Decidí visitar a Gregario un sábado por la tarde, tres semanas después de su última salida del hospital. No fue fácil resolverme a buscarlo. Lo cavilé durante meses. Le temía al reencuentro como quien teme una emboscada. Esa tarde di varias vueltas por la calle sin atreverme a tocar su puerta. Cuando por fin lo hice me hallaba nervioso, inquieto y -por qué no decirlo algo acobardado.
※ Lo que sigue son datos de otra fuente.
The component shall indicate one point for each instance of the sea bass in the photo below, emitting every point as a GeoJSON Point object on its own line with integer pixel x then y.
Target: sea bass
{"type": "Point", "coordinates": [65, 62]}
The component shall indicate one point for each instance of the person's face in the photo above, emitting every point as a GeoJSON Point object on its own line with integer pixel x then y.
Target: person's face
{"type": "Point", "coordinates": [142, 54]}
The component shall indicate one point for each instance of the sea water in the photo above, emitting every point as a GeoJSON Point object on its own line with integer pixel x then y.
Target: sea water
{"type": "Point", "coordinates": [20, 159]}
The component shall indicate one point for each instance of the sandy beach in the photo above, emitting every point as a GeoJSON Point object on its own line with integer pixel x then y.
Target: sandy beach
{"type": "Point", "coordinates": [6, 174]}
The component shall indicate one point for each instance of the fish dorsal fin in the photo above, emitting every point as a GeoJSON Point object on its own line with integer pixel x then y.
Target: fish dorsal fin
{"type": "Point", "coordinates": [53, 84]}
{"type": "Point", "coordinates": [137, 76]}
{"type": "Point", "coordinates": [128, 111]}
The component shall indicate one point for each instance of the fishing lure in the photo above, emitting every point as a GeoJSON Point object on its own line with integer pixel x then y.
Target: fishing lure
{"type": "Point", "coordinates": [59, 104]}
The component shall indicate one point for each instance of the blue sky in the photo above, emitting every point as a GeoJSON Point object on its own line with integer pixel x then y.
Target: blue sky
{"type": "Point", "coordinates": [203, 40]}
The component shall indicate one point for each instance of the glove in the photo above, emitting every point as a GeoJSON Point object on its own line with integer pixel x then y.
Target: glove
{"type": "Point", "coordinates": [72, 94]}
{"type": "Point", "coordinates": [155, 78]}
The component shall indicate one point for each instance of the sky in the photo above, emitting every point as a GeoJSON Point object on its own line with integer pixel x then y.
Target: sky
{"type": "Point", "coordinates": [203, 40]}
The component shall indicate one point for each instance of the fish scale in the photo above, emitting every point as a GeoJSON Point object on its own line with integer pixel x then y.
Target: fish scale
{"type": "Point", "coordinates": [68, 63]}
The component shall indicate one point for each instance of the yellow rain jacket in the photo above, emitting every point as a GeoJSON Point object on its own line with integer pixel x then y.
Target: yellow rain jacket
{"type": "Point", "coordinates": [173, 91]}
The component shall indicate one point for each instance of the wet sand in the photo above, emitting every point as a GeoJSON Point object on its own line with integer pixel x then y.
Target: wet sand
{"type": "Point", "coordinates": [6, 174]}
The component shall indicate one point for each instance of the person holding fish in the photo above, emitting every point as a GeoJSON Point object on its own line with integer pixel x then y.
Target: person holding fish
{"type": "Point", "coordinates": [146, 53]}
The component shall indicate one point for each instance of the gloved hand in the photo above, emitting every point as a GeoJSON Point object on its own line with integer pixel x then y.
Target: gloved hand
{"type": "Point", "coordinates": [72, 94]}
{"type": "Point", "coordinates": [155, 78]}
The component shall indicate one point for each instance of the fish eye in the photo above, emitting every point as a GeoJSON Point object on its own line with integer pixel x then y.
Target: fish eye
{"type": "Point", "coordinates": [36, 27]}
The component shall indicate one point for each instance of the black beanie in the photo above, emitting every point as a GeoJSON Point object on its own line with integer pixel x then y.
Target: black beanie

Me abrió su madre. Me saludó
afectuosa y sin mayor trámite me hizo pasar a la sala, como si aguardara mi
retorno desde hacía tiempo. Llamó a su hijo. Grego rio apareció por la
escalera. Lentamente descendió los peldaños. Se detuvo y se recargó en el
barandal. Escrutó mi rostro unos segundos sonrió y caminó hacia mí para darme
un abrazo. Su vehemencia me cohibió y no hallé el modo de corresponder a su
afecto. Ignoraba si de verdad me había perdonado o, más bien, nos habíamos
perdonado.
Su madre dijo algunas frases
insustanciales y se retiró para dejarnos a solas. Como solíamos hacerlo,
subimos al cuarto de Gregario. Entramos y él emparejó la puerta desprovista de
cerradura. Se recostó sobre la cama. Lo noté relajado, tranquilo. Nada en su
semblante me hizo suponer que fingía. Por fin parecía recobrar la paz.